Livng happily ever after

I had just mentioned to a friend about my discomfort at some (but not all) recent weddings when I saw the following at Digressions and Impressions:

[5] Love is not blind, nor yet forgiving. “O yes, believe me,” as the song says, “Love has eyes!” The nearer the intimacy, the more cuttingly do we feel the unworthiness of those we love; and because you love one, and would die for that love to-morrow, you have not forgiven, and you never will forgive, that friend’s misconduct. If you want a person’s faults, go to those who love him. They will not tell you, but they know. And herein lies the magnanimous courage of love, that it endures this knowledge without change.

[6] It required a cold, distant personality like that of Thoreau, perhaps, to recognise and certainly to utter this truth; for a more human love makes it a point of honour not to acknowledge those faults of which it is most conscious.
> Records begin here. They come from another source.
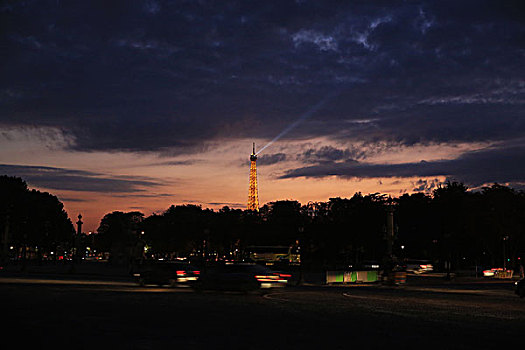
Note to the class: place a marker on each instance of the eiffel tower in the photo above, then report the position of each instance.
(253, 193)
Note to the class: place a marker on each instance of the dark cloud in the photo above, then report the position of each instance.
(169, 77)
(329, 154)
(269, 159)
(474, 168)
(77, 180)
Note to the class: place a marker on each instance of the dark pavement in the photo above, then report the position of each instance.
(87, 312)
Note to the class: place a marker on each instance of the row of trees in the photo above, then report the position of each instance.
(31, 222)
(486, 227)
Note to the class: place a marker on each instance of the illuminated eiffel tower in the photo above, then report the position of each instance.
(253, 193)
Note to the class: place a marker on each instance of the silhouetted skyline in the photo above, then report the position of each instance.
(139, 105)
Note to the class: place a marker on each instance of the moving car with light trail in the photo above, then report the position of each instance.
(241, 277)
(170, 273)
(419, 266)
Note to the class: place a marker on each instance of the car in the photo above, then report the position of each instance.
(170, 273)
(241, 277)
(491, 272)
(419, 266)
(520, 288)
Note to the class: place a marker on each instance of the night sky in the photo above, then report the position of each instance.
(136, 105)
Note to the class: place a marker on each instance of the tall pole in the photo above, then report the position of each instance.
(5, 240)
(253, 193)
(389, 231)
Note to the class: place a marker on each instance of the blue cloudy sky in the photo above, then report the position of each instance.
(139, 104)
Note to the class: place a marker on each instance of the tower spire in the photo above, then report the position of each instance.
(253, 193)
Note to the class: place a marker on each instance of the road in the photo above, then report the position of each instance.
(89, 313)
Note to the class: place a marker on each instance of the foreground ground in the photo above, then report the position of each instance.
(87, 312)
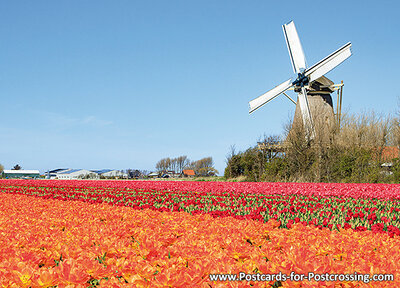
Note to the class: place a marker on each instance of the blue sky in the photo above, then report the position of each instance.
(122, 84)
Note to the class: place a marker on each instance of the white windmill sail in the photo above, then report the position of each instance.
(304, 75)
(268, 96)
(294, 46)
(329, 62)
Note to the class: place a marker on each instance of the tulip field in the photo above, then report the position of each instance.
(76, 233)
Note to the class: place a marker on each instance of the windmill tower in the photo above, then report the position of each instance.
(314, 102)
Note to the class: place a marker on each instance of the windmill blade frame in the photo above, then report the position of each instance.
(268, 96)
(328, 63)
(293, 43)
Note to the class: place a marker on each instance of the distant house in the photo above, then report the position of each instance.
(21, 174)
(52, 174)
(71, 174)
(153, 175)
(135, 174)
(188, 173)
(108, 173)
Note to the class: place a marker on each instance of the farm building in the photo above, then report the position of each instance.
(153, 175)
(108, 173)
(19, 174)
(77, 174)
(52, 174)
(188, 173)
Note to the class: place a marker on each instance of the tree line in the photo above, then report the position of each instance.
(202, 167)
(363, 149)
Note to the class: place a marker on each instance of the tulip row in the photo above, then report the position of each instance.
(51, 243)
(289, 203)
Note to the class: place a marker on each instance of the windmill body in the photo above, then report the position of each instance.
(314, 102)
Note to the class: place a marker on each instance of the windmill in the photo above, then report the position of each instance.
(310, 83)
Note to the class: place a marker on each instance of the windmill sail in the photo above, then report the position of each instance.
(268, 96)
(294, 46)
(329, 62)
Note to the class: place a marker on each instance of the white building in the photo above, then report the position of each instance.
(108, 173)
(77, 174)
(24, 174)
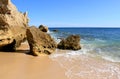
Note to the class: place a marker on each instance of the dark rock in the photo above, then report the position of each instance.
(13, 25)
(72, 42)
(43, 28)
(40, 42)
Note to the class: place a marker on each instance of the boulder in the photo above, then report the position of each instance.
(40, 42)
(72, 42)
(13, 25)
(43, 28)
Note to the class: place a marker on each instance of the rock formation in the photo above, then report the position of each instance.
(40, 42)
(43, 28)
(72, 42)
(13, 26)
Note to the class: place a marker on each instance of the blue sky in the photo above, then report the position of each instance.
(72, 13)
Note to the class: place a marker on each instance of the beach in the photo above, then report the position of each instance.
(19, 65)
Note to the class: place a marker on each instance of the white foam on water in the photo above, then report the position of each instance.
(81, 66)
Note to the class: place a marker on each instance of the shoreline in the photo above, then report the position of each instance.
(19, 65)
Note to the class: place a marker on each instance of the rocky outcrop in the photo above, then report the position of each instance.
(72, 42)
(13, 26)
(43, 28)
(40, 42)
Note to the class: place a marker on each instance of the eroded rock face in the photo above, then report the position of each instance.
(40, 42)
(13, 25)
(43, 28)
(72, 42)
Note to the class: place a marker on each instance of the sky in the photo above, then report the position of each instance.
(71, 13)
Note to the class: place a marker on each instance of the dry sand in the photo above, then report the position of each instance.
(19, 65)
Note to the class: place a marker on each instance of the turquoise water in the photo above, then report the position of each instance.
(104, 42)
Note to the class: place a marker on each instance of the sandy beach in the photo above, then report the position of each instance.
(19, 65)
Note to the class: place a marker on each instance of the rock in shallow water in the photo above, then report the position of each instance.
(13, 26)
(43, 28)
(40, 42)
(72, 42)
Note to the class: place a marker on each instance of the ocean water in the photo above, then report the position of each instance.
(98, 45)
(103, 42)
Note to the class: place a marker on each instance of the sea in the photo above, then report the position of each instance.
(99, 43)
(103, 42)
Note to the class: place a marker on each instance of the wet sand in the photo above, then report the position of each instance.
(19, 65)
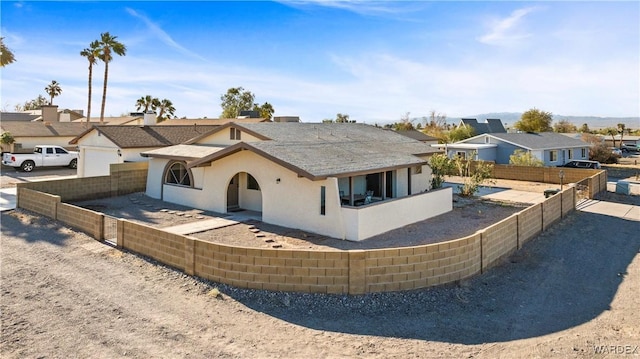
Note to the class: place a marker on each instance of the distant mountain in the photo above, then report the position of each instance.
(594, 122)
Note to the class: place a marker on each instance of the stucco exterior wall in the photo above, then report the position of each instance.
(380, 217)
(294, 201)
(94, 161)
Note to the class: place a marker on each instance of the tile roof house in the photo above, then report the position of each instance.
(491, 125)
(554, 149)
(100, 146)
(349, 181)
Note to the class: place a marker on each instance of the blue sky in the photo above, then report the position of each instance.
(375, 61)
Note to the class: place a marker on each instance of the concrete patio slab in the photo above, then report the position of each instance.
(200, 226)
(625, 211)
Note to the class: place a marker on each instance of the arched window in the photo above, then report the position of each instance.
(178, 174)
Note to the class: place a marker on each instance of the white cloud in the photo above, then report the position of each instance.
(362, 7)
(162, 35)
(506, 31)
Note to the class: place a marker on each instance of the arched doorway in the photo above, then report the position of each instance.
(244, 193)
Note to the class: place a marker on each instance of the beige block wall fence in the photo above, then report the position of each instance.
(327, 271)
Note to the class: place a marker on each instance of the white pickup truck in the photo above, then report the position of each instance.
(42, 156)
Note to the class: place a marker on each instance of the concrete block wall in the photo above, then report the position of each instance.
(396, 269)
(529, 223)
(499, 240)
(39, 202)
(568, 200)
(519, 173)
(542, 174)
(165, 247)
(353, 272)
(85, 220)
(126, 178)
(284, 270)
(551, 211)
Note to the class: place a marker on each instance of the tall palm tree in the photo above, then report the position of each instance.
(147, 102)
(92, 53)
(108, 47)
(166, 106)
(53, 90)
(6, 56)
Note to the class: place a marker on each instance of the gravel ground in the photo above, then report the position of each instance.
(567, 294)
(474, 212)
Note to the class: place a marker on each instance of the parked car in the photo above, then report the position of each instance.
(42, 156)
(582, 164)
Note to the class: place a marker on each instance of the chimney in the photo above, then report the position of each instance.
(149, 118)
(49, 113)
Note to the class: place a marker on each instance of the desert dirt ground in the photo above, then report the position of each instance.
(571, 292)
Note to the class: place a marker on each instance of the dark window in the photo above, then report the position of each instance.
(178, 174)
(234, 134)
(252, 183)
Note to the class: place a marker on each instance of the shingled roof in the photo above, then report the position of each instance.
(17, 116)
(210, 121)
(540, 141)
(126, 136)
(317, 151)
(492, 125)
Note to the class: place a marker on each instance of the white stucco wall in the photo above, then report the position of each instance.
(94, 161)
(295, 202)
(377, 218)
(420, 182)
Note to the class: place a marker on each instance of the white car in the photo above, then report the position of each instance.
(42, 156)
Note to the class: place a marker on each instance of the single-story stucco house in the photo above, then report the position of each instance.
(553, 149)
(100, 146)
(28, 134)
(349, 181)
(490, 125)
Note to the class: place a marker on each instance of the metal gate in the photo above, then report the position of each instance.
(110, 229)
(582, 190)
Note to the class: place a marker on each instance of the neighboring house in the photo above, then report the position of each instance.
(349, 181)
(51, 113)
(553, 149)
(491, 125)
(28, 134)
(210, 121)
(131, 119)
(419, 136)
(18, 116)
(628, 140)
(101, 146)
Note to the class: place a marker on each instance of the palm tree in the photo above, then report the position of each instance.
(91, 53)
(53, 90)
(147, 102)
(166, 106)
(6, 56)
(108, 46)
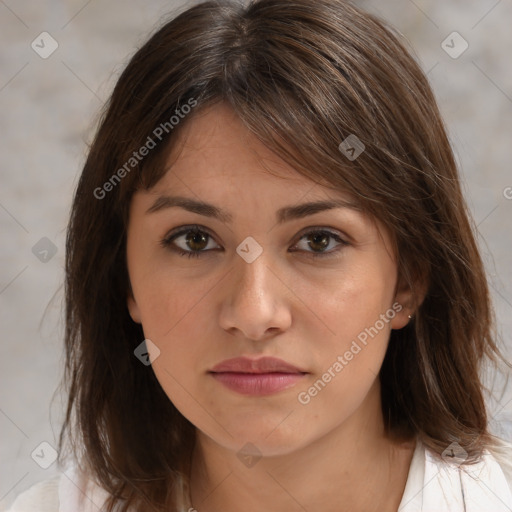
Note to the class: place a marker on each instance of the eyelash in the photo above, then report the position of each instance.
(167, 242)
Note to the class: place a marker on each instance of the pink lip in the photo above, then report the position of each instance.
(257, 377)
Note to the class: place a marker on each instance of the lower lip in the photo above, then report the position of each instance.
(257, 384)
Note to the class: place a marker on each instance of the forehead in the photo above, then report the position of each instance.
(216, 153)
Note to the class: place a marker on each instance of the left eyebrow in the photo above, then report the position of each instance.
(284, 214)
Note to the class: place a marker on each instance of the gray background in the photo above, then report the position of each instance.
(48, 112)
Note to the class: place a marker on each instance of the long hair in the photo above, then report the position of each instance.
(302, 76)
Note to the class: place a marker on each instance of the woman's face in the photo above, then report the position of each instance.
(264, 279)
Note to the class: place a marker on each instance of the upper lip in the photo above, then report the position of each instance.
(262, 365)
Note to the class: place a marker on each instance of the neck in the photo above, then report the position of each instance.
(353, 467)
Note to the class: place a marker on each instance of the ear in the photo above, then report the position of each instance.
(133, 308)
(409, 300)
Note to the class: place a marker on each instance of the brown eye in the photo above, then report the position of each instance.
(320, 240)
(192, 241)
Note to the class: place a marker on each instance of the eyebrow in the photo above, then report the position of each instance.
(282, 215)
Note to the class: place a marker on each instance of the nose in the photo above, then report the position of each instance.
(256, 301)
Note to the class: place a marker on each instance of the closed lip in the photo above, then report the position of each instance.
(255, 366)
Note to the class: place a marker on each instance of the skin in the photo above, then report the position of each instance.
(331, 454)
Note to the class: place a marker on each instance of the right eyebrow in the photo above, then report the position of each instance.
(284, 214)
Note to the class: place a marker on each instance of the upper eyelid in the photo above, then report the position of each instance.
(175, 233)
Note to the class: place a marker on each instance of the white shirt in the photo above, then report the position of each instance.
(433, 485)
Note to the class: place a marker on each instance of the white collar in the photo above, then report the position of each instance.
(437, 485)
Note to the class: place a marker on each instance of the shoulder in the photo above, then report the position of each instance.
(70, 491)
(441, 483)
(41, 497)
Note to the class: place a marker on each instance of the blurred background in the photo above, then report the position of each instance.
(58, 63)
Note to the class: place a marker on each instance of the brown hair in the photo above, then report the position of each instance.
(303, 76)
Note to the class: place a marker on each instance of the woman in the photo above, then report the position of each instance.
(274, 295)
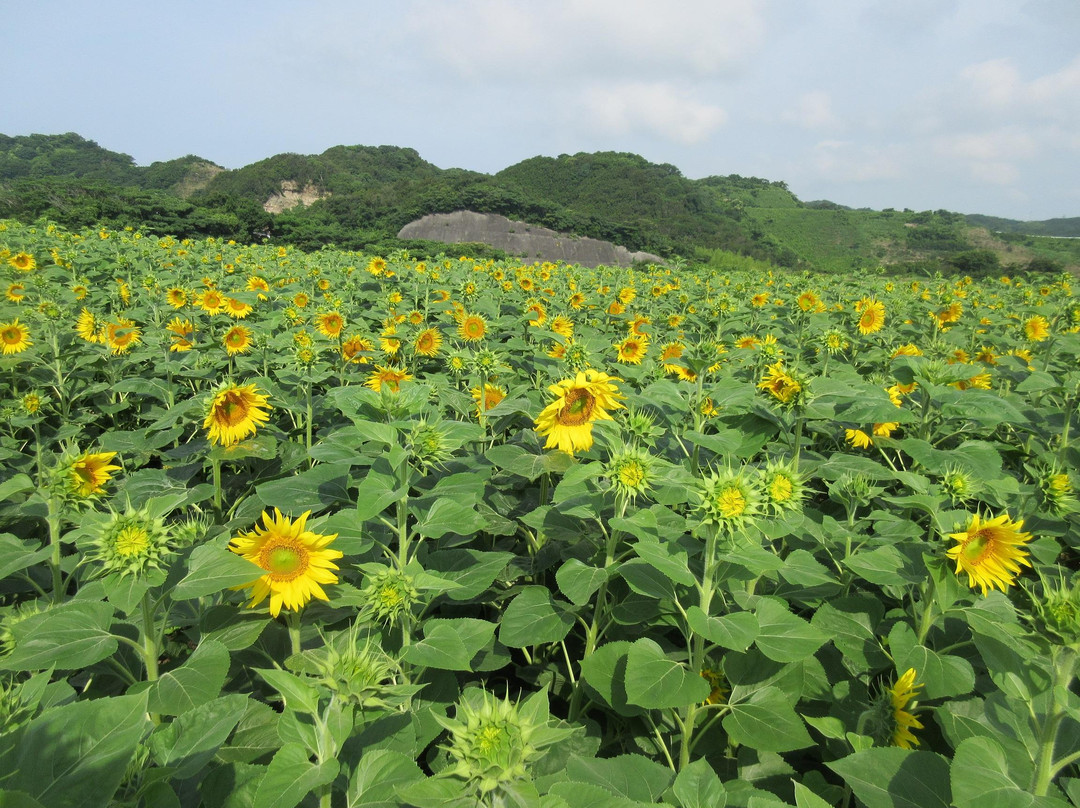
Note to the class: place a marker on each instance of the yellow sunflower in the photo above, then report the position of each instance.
(121, 335)
(23, 261)
(14, 337)
(990, 552)
(632, 350)
(297, 562)
(872, 319)
(389, 376)
(90, 472)
(902, 692)
(490, 398)
(428, 342)
(234, 413)
(568, 420)
(329, 324)
(472, 327)
(183, 334)
(238, 339)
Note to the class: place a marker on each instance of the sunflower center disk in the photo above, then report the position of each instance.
(284, 563)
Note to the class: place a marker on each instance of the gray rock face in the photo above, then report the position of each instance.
(535, 243)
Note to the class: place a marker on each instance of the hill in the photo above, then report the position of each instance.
(361, 197)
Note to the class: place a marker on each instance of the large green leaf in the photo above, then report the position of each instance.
(767, 721)
(653, 681)
(890, 777)
(69, 636)
(535, 617)
(783, 636)
(198, 681)
(291, 777)
(69, 749)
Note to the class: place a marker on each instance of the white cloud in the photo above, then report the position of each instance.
(653, 108)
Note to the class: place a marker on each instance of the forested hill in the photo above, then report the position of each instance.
(360, 197)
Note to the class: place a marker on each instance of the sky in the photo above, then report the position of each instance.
(967, 105)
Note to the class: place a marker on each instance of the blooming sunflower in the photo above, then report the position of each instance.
(872, 319)
(472, 327)
(490, 398)
(632, 350)
(389, 376)
(90, 471)
(23, 261)
(428, 342)
(990, 552)
(238, 339)
(14, 337)
(234, 413)
(121, 335)
(297, 562)
(568, 420)
(329, 324)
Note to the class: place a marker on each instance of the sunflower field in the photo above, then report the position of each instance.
(285, 528)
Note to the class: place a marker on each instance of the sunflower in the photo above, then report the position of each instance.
(121, 335)
(238, 339)
(990, 552)
(296, 560)
(428, 342)
(568, 420)
(1037, 328)
(237, 308)
(329, 324)
(490, 398)
(389, 376)
(234, 413)
(872, 319)
(900, 695)
(472, 327)
(183, 334)
(23, 261)
(353, 347)
(632, 350)
(89, 473)
(14, 337)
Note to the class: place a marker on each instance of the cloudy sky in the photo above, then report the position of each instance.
(967, 105)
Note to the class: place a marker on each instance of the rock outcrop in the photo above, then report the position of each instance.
(517, 238)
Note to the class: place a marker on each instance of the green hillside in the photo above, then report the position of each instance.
(365, 194)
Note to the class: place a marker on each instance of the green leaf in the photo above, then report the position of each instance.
(633, 777)
(532, 618)
(890, 777)
(190, 740)
(212, 568)
(197, 682)
(313, 489)
(67, 749)
(69, 636)
(449, 515)
(698, 786)
(450, 645)
(298, 695)
(942, 674)
(767, 722)
(16, 555)
(291, 777)
(736, 631)
(655, 682)
(378, 775)
(578, 580)
(980, 777)
(782, 636)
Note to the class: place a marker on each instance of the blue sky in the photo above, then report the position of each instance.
(967, 105)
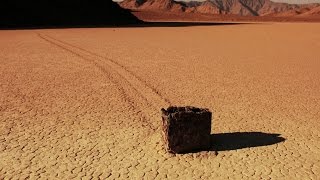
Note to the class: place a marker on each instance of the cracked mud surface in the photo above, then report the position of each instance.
(86, 102)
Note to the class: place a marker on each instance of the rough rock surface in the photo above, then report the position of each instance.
(235, 7)
(186, 129)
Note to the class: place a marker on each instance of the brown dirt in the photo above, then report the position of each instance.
(86, 102)
(147, 15)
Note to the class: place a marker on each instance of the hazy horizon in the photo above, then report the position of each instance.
(284, 1)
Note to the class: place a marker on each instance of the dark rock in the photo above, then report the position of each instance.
(186, 129)
(63, 13)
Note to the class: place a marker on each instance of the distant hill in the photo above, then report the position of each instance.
(234, 7)
(35, 13)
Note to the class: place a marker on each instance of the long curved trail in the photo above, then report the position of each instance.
(85, 103)
(128, 82)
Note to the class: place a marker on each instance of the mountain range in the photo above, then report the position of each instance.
(235, 7)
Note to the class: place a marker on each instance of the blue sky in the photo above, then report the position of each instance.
(286, 1)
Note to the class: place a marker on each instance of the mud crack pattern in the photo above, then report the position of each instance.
(84, 103)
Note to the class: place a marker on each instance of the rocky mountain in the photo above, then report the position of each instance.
(35, 13)
(163, 5)
(236, 7)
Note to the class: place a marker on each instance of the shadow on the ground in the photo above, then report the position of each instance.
(137, 25)
(239, 140)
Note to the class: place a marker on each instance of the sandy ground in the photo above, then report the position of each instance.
(86, 102)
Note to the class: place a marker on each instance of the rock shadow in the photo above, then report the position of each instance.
(240, 140)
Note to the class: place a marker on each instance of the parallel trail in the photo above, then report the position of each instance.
(128, 83)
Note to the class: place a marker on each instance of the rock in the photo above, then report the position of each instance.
(186, 129)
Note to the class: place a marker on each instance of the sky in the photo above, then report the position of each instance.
(286, 1)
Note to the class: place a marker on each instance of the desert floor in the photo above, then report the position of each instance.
(86, 102)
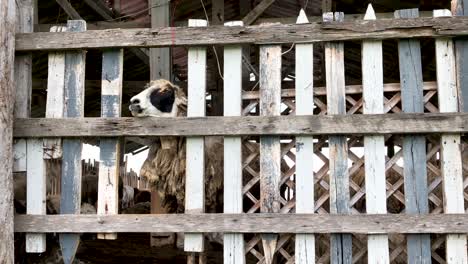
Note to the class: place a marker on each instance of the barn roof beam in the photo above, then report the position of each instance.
(69, 9)
(220, 35)
(257, 11)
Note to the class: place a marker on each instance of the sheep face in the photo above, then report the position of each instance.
(159, 99)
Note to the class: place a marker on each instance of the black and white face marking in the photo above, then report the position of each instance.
(163, 100)
(157, 100)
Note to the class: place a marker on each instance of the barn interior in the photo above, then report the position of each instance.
(107, 14)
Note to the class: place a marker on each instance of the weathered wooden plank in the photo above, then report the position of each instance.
(262, 34)
(242, 126)
(69, 9)
(160, 59)
(374, 146)
(257, 11)
(460, 8)
(23, 79)
(349, 89)
(100, 9)
(288, 91)
(111, 100)
(55, 97)
(270, 149)
(233, 243)
(451, 163)
(7, 98)
(304, 192)
(196, 107)
(341, 244)
(36, 192)
(70, 198)
(246, 223)
(414, 147)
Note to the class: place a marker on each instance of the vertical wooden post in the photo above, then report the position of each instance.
(460, 8)
(36, 191)
(160, 67)
(23, 78)
(109, 164)
(414, 146)
(374, 146)
(305, 243)
(233, 243)
(7, 97)
(452, 172)
(217, 18)
(55, 97)
(341, 244)
(70, 198)
(160, 58)
(270, 149)
(194, 182)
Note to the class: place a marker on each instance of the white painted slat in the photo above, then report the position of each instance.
(451, 161)
(23, 79)
(234, 252)
(36, 174)
(111, 100)
(36, 192)
(55, 96)
(305, 243)
(70, 198)
(374, 146)
(194, 182)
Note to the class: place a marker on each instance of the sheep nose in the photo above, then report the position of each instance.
(134, 107)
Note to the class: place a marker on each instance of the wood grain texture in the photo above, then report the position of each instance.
(55, 97)
(450, 151)
(262, 34)
(341, 244)
(160, 59)
(69, 9)
(70, 198)
(270, 149)
(374, 146)
(460, 8)
(304, 191)
(23, 78)
(7, 97)
(349, 89)
(111, 101)
(234, 251)
(241, 126)
(257, 11)
(196, 107)
(36, 192)
(414, 147)
(246, 223)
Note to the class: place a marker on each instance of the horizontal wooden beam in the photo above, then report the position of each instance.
(263, 34)
(100, 25)
(245, 223)
(240, 126)
(287, 91)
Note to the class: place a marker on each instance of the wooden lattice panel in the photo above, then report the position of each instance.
(394, 177)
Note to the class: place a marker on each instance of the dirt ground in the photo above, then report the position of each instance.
(128, 248)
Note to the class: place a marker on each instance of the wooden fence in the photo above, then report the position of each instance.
(374, 206)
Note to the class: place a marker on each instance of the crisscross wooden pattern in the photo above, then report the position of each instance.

But his point of view is both high and dry. He has no illusions; he does not give way to love any more than to hatred, but preserves them both with care like valuable curiosities.–Robert Louis Stevenson, “Henry David Thoreau: His Character and Opinions” Cornhill Magazine, June 1880.

– See more at: http://digressionsnimpressions.typepad.com/digressionsimpressions/#.dpuf

I wondered, particularly after reading Stevenson’s comment, what role of the idea of living happily after has in the various sub-cultures even of Western Anglophone culture. Hopefully being realistic about what’s in the future for long-term relations does not mean one expects to find the other unworthy of one’s love. But what is expected? And what do we assume others’ marriages? Do we assume that there are a number of things about, e.g., Obama, that could easily drive his wife crazy? Or do we generalize from the public picture people present of fairly serene love?

What do you think? Candour would be wonderful!

A later note: I think that there’s an underlying issue that I’m trying to engage. What is it to imagine another person? Many of us seem often enough to think of each other in something like shorthand. All sorts of things, including religion and Freudian psychoanalysis, have provided preferred shorthands. But we can also think of each other much more fully, as people with detailed lives and issues. The first may be very misleading, bcause it leaves so much out. The second may overwhelm us as we struggle to get the texture of a person. What are we to do when we need to think about real people in situations that will evolve over time? As, e.g., we watch friends move towards their new future as a committed couple? At least hope they don’t come to see each other as unworthy?